According to Wikipedia, "Different species of kangaroos have different diets, although all are strict herbivores." Stanley either didn't know that fact, or chose to ignore it in order to create a conflict situation.

Seen through the naïve lens of the child-like Andy and Charlie, such a notion seems charmingly apt. Their existential non-adventure reads like a light version of one of Lulu's made-up fairy tales.

It also has much in common with some of the stories Carl Barks created, across the country, at the same time. In some of these Barks stories, Donald Duck is similarly non-heroic, more a puppet of fate than a determinist adventurer. And, as with Stanley, this is a trait seen in Barks' stories of the 1940s and 1960s, but seldom in the 1950s (which was also, arguably, Barks' most important and popular decade as a comics creator).

Barks returns to this notion that Donald is a powerless plaything in his 1960s ten-page stories. Find a copy of The Comics Journal 140, from 1991, to read my thoughts on these late Barks short stories.

Woody Woodpecker, in Stanley's hands, also has ties to Barks' Donald. Like the Duck, he is a frustrated careerist, forever in search of a line of work at which he can succeed. Woody lacks the suburban respectability of Barks' duck. He's a cigar-smoking, seedy loner who lives in cheap boarding houses and is usually down-and-out.

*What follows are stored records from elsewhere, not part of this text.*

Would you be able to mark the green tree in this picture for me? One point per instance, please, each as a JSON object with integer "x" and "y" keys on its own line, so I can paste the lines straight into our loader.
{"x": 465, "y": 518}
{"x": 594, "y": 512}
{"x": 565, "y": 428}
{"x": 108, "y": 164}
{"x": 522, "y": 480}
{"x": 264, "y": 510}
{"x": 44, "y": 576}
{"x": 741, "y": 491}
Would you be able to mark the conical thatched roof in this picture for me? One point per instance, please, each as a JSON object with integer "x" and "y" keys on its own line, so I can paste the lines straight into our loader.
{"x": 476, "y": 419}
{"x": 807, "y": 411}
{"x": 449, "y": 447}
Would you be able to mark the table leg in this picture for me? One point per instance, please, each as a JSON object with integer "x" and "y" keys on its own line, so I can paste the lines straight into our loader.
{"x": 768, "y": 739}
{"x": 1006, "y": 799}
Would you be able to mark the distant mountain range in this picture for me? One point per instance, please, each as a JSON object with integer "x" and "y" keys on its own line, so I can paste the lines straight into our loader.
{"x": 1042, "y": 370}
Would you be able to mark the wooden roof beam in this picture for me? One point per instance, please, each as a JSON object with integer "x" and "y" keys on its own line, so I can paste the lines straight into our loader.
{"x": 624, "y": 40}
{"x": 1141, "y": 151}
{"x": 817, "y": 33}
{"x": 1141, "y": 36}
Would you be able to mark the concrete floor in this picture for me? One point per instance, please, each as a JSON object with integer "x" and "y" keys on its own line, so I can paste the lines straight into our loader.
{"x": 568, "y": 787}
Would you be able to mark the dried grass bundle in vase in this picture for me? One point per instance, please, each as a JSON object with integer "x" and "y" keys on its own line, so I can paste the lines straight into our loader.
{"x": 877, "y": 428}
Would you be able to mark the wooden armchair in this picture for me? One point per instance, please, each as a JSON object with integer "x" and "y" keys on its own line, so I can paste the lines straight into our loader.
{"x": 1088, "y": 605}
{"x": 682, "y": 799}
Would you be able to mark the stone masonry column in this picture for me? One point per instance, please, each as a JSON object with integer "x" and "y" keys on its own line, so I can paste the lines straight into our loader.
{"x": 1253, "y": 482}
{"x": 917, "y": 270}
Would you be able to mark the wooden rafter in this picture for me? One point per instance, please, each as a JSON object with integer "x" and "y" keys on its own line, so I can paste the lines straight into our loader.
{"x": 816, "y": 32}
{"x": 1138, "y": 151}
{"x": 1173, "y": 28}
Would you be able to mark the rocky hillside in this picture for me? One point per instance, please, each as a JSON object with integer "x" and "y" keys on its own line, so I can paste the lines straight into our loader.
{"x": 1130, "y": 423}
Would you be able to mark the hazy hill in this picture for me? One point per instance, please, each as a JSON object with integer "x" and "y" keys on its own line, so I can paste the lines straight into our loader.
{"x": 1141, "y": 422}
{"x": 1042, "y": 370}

Given Woody's inherent noir tendencies, the role of private detective seems a natural for him. But, in John Stanley's world, the more determination put into an event, the less likely it is to succeed. Philip Marlowe never had the deck stacked against him like the bird does in this bittersweet episode...



There is some of Tubby's future behavior in PI Woody, but the woodpecker is clearly an adult, and highly suspect at that.

The story is, for Stanley, rather poorly conceived. It supports his statement that he made up his stories as he went along:

...I just hoped for the best, that's all. I never gave too much thought to anything in stories. I just wrote the stories; that's it.

This statement, so self-effacing as to seem disingenuous, must be taken with some extra NaCl. While improvisation and whim clearly shaped much of Stanley's work, there is often a complexity to his overall story arcs that suggests some big-picture thought.

This story lacks a central reason for why its events happen. Why does the nameless rich man hire Woody to watch his young daughter? No possible danger, such as kidnapping, is mentioned--usually the first thing a client puts on the table in such a genre story.

Woody is downtrodden, and often seems to feel the world is out to get him. Here, everyone's role is to thwart and denigrate him. His wealthy client is bafflingly vague about why he has hired Woody; beat cop Clancy has the bird pegged as a stalker/child molester; the girl he's hired to protect does him physical harm. His client delivers the final, crushing blow to the bird's sleuthing career.

Is this just sloppy writing? Stanley sometimes coasted on his sheer wit, while burning through pages without any real gain. Here, his dialogue is razor-sharp and funny, but the story itself is a meandering mess. 

"Mistakes are the portals of discovery," as James Joyce, a person you never thought you'd see quoted here, once said. Indeed, we can learn as much from John Stanley's failures as his successes. It's instructive to see such stories, in which the process of Stanley's work is laid bare by its shoddy narrative.

The story's layouts are unusually awkward, as well. This panel ignores the rule of thirds with a vengeance:


Several other panels in the story are crudely designed. The lack of TLC here suggests either indifference to the work or an almost-blown deadline. The effect is like seeing the tip of a boom mike in a movie, or camera failure during a live TV broadcast. Seeing the flaws in a usually seamless medium can, indeed, be educational. It's a reminder of how crucial those seams are to mass-media communication.